Luqum: Lucene Query Parser
Luqum (LUcene QUery Manipolator) is a Python library that parses Lucene Query DSL strings, building an abstract syntax tree (AST) for inspection, analysis, and manipulation. It enables transforming Lucene DSL queries into native Elasticsearch JSON DSL. The library is currently at version 1.0.0 and sees releases as new features and maintenance updates are introduced, typically every few months. [1, 7, 11]
Warnings
- gotcha Lucene queries with implicit operators (e.g., 'foo bar' instead of 'foo AND bar') are parsed as `UnknownOperation`. Users need to apply a transformer like `UnknownOperationResolver` to explicitly define the operator (e.g., AND, OR) for correct interpretation.
- gotcha When constructing or modifying ASTs programmatically (rather than parsing a string), the `head` and `tail` properties (representing non-meaningful text like spaces around elements) must be set manually if preserving the original query's formatting or position information is critical. These properties are computed automatically during parsing.
- gotcha The underlying PLY library, used by luqum for parsing, is not inherently thread-safe. For concurrent parsing operations in a multi-threaded environment, `luqum.thread.parse()` should be used instead of `luqum.parser.parser.parse()` to ensure thread-safe execution by cloning the lexer state.
- breaking Version 0.14.0 removed official support for Python 3.6, 3.7, 3.8, and 3.9. Users on these older Python versions should use `luqum < 0.14.0` or upgrade their Python environment.

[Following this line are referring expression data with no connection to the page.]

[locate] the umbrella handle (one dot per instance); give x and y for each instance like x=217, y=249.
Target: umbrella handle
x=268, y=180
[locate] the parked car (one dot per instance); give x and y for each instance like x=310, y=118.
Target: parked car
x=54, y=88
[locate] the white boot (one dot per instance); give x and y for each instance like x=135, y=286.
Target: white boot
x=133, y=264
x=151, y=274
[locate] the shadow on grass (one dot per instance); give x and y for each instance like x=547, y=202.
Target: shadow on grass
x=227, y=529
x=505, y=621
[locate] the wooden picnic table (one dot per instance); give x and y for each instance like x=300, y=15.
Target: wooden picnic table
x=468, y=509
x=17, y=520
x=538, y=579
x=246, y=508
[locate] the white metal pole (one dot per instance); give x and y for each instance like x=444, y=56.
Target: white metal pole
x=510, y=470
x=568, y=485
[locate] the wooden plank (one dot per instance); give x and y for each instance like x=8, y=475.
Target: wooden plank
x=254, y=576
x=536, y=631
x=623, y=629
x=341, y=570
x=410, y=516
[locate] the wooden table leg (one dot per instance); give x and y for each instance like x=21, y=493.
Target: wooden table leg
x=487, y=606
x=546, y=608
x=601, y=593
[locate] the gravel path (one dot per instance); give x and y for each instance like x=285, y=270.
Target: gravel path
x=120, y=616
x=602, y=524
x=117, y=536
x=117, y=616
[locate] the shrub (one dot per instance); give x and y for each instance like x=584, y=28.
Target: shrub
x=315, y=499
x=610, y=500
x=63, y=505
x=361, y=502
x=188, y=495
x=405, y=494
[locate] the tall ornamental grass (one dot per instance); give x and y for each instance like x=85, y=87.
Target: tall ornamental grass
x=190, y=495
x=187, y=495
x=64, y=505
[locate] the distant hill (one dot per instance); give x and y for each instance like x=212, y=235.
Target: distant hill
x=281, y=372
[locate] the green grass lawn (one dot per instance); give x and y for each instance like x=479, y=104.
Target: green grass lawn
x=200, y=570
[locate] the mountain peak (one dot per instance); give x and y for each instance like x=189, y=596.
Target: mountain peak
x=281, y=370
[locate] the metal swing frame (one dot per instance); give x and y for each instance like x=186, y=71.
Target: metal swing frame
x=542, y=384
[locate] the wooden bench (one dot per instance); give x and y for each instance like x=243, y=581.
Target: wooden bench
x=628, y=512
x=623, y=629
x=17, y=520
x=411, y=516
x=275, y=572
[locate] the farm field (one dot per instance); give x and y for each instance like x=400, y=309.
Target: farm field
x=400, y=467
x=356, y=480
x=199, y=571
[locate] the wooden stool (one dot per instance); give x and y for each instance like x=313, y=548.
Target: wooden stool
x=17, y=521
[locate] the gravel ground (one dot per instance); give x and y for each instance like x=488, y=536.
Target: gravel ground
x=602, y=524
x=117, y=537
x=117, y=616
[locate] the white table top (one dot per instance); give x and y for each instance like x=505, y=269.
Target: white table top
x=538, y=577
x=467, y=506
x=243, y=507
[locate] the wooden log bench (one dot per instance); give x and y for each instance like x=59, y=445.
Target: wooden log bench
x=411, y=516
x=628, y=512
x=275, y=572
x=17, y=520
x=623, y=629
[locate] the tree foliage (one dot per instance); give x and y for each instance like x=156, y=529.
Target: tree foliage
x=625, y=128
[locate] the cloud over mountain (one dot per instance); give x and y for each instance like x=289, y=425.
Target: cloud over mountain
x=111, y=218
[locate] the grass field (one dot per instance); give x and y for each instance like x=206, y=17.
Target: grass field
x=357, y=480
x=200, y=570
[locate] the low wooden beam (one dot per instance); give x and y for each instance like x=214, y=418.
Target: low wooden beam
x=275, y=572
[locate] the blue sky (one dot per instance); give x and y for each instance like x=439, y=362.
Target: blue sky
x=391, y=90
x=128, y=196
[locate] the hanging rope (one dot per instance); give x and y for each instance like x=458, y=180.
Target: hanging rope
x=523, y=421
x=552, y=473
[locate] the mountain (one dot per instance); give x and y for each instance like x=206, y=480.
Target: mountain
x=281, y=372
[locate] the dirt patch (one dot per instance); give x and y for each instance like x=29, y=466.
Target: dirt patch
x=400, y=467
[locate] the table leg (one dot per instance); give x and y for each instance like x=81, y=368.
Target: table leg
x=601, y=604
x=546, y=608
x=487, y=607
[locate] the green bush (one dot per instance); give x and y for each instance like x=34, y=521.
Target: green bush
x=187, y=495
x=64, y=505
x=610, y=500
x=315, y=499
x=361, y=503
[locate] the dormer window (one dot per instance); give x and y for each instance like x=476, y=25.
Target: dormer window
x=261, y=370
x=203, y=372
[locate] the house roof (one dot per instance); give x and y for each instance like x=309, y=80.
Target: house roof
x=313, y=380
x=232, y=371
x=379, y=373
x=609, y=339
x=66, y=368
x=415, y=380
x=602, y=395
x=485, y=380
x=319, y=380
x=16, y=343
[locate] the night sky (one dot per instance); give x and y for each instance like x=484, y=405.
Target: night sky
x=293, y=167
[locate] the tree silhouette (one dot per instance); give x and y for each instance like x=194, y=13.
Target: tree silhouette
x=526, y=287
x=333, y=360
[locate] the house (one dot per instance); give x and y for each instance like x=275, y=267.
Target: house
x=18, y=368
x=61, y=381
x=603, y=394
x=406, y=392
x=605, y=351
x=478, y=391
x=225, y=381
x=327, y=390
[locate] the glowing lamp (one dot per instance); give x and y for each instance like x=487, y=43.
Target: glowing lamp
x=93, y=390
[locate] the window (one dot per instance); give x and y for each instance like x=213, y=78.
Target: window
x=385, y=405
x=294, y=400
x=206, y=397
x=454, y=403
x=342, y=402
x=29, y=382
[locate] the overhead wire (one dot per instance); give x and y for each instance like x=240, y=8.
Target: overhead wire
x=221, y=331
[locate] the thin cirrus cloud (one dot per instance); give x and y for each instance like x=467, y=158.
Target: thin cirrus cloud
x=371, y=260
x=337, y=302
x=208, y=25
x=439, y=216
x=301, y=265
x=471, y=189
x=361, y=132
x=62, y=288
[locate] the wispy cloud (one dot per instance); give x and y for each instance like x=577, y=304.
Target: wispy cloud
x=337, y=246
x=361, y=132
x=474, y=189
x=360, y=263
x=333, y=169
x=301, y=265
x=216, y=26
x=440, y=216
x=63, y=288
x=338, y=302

- breaking In version 0.11.0, the `naming` module and its `auto_name` function were completely modified, leading to API incompatibility for any code using these features.
- breaking Prior to version 0.7.0, the `ElasticsearchQueryBuilder` transformed single-word matches into `match_phrase` queries. From 0.7.0 onwards, if the field is analyzed, it now uses a `match` query, which aligns more closely with Elasticsearch's `query_string` behavior. This might alter the resulting Elasticsearch query structure for some inputs.
Install
-
pip install luqum
Imports
- parser
from luqum.parser import parser
- ElasticsearchQueryBuilder
from luqum.elasticsearch import ElasticsearchQueryBuilder
- UnknownOperationResolver
from luqum.utils import UnknownOperationResolver
- parse
from luqum.thread import parse as thread_safe_parse
- AndOperation, Term, SearchField, Word
from luqum.tree import AndOperation, Term, SearchField, Word
Quickstart
from luqum.parser import parser
from luqum.elasticsearch import ElasticsearchQueryBuilder
from luqum.utils import UnknownOperationResolver
# 1. Parse a Lucene query string
query_string = '(title:"foo bar" AND body:"quick fox") OR title:fox'
tree = parser.parse(query_string)
print(f"Parsed AST: {repr(tree)}")
print(f"String representation: {str(tree)}\n")
# 2. Resolve unknown operations (e.g., implicit AND/OR)
# For a query like 'foo bar', it's parsed as UnknownOperation(Word('foo'), Word('bar'))
# Use a resolver to make it explicit, e.g., 'foo AND bar'
resolver = UnknownOperationResolver(default_operation=AndOperation) # AndOperation needs to be imported from luqum.tree
resolved_tree = resolver(parser.parse('foo bar'))
print(f"Resolved 'foo bar' to: {str(resolved_tree)}\n")
# 3. Transform to Elasticsearch Query DSL
# For complex schemas, pass nested_fields and object_fields arguments
es_builder = ElasticsearchQueryBuilder()
es_query = es_builder(tree)
print(f"Elasticsearch DSL:\n{es_query}")